IMG_2927

12×16 Acrylic on stretched canvas

For over forty years, sailing has been a passion of mine. In that time I have owned five sailboats of various types and sizes. My lone sailing lesson consisted of an afternoon on Jackfish Lake with my next brother who had learned how to sail while in the Coast Guard. He helped me to set up my first sailboat, a home-built fifteen foot wooden craft that I purchased for $500 and we sailed for a couple hours. After that I was at my own devices, relying on sailing magazines and a how-to-sail book that I had come across in a bookstore. This was long before the advent of the internet and YouTube – it was trial and error hands-on experience.

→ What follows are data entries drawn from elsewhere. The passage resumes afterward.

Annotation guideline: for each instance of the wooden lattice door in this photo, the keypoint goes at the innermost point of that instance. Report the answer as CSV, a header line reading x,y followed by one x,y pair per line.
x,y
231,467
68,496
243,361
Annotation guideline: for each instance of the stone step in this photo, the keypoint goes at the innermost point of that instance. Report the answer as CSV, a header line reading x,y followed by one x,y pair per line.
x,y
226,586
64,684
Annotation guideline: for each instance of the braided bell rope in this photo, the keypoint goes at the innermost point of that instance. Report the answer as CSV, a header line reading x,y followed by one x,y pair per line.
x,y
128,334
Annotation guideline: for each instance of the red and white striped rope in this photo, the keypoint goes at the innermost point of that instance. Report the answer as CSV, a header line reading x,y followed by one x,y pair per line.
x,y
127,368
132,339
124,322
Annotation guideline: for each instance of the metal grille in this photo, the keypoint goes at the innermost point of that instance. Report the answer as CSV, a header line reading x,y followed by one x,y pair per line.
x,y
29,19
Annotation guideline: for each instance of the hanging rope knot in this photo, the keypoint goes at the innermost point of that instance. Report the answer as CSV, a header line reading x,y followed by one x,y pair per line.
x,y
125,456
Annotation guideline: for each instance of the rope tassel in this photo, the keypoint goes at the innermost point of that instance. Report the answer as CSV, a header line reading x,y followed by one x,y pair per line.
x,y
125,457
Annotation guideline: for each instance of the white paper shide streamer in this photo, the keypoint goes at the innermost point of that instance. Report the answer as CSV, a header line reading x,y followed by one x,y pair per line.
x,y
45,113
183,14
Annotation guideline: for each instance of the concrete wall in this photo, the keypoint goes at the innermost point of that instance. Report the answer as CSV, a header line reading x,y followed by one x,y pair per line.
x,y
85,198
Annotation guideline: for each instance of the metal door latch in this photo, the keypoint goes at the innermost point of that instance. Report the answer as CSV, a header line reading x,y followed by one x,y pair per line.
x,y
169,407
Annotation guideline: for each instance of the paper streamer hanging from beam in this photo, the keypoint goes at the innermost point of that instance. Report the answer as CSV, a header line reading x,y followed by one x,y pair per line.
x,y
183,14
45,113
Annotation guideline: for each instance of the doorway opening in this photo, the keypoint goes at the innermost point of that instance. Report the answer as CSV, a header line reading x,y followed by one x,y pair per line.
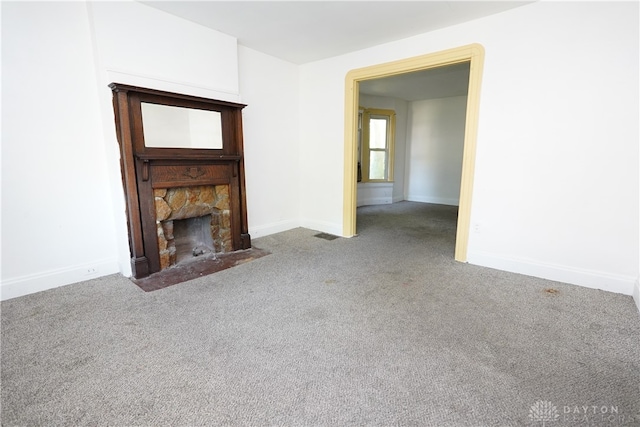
x,y
474,55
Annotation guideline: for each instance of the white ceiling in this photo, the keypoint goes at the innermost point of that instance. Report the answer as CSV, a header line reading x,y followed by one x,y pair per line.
x,y
305,31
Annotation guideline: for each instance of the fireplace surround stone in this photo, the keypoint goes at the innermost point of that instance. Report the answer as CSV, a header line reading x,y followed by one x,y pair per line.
x,y
174,183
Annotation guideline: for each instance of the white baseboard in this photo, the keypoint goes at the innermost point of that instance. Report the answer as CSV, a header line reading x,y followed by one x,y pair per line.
x,y
434,200
369,201
273,228
32,283
576,276
636,293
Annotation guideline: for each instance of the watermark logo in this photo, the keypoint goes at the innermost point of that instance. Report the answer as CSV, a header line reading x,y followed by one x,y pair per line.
x,y
543,411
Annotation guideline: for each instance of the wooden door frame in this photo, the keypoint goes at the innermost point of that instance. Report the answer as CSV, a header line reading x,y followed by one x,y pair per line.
x,y
474,54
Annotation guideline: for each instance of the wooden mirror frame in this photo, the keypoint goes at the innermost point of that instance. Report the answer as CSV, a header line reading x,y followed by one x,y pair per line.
x,y
145,169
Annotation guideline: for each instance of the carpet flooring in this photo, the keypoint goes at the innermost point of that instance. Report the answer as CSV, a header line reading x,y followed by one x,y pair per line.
x,y
383,329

Somewhere along the way in my reading, I encountered a man who had profoundly changed conventional sailing in Europe with his designs for two hulled sailboats inspired by and modelled after traditional Polynesian sailing craft. In 1956 James Wharram and his two female crew members became the first to sail across the Atlantic on a 23 1/2 foot catamaran that he had designed and built. I became enthralled by his designs and his philosophical approach to sailing with an emphasis on stability and low cost construction. In 1999, I completed the construction of a 21 foot catamaran, designed by James Wharram, using a set of plans drawn by his partner, Hanneke Boon. The boat was a Tiki 21, given the number 97 since mine was the 97th set of plans sold by James Wharram Design for that model.  The reference photo for the painting above was one of the few photos taken of that boat, sailing on Brightsand Lake.